Piano and pump organ maintain a cautious dialogue in the first ‘Negotiation of Context’, though one might also infer a mediatory presence in the cryogenic silence between steps in this procession of diagnostic thwacks, plucks and the pump organ’s (more) soothing sighs and wheezes. ‘Negotiation’ emerges from the musicians’ exploratory pattern of ‘mimicry and opposition’, which descends to an almost molecular level at times: tap for tap, texture for texture: lines between interlocutors blurred during the deeply self-analytical process. The format demands from us little less than the careful and deductive listening that produced the performances themselves, though it does enable us to witness an evolution to the point of mutual ‘extension’ between instruments in the final dialogue. With all the chill and scarcity in plain view, I’m reminded of Eliška Cílková’s performances on abandoned pianos found in Pripyat, Chernobyl, which offer similar capacities for personal reflection and historical relevance.

octSM365

Pierre Alexandre Tremblay
La Marée
CANADA emprintes DIGITALes IMED 13123/124 2 x CD (2013)

For his fourth release on the ever-exemplary empreintes DIGITALes label, Pierre Alexandre Tremblay offers worthy company to label-mates and audio-vivisectionists such as Monique Jean and Manuella Blackburn, even if he is generally less incendiary across these five spacious pieces; forsaking cut n’paste conscientiousousness for the full preservation and processing of performances in real time, draping over these aching canyons only the most necessary effects, to ensure the listener very gradual and genuine gratification. The momentous opener ‘La Rupture Inéluctable‘ consists of a resonant bass clarinet solo from Heather Roche, whose aerodynamic curves and low-end descents – initially foregrounded by golden slivers adrift in a vacuum – gradually succumb to a spell of more pugilistic tendencies: fits of pummelling framed by showers of feedback and distortion: mood-swings between grace and gratuitous, which, while making a fine first impression, establish a precedent of radical dynamic exchange between performer and loudspeaker that verges on war-craft.

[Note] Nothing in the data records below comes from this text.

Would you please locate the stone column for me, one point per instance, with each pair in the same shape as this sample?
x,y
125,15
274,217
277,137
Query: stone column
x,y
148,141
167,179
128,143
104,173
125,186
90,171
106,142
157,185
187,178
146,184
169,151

I’d not heard of the Baschet-Malbos Piano prior to hearing ‘Le Tombeau de Fondeurs’ (‘The Tomb of the Casters’), and it sounds nothing like what I’ve expected: a flower-headed, metal bouquet stemming from its seemingly unrelated namesake, producing sharp, undulating lines that devolve over time into pounding, dissonant clusters, which are buried alive by tolling bells and hammered metal, finally petering out in a slow, defeated descent. ‘Mono No Aware’ conveys greater restraint, visiting the ears in insect waves from the Babel Table (another new name to me) with the menace of approaching warplanes. ‘Still Again’ is a war of wills between fricative near-vituperation for Peyee Chen’s soprano vocals and the lurk of distortive electronics. However, the most cacophonous moments are reserved for the bipolar eruptions of piano in closer, ‘Un Clou, Son Marteau, Et Le Béton’ (‘A Nail, It’s Hammer and Concrete’), which draws more tightly the wire between the extremes of implied threat and weary indifference, heightening tension for the duration with brooding three-key ruminations alternating with petulant outbursts, a dichotomy ever averse to resolution.

Compiled very patiently across two discs, these five pieces demonstrate a different level of psychological control to the exhibitions of electroacoustic control that empreintes DIGITALes has presented thus far: the magic residing more in the frictional spontaneity of a theatre of operations than in the scientific perfection of detail, while providing some fascinating terrain for our continued exploration.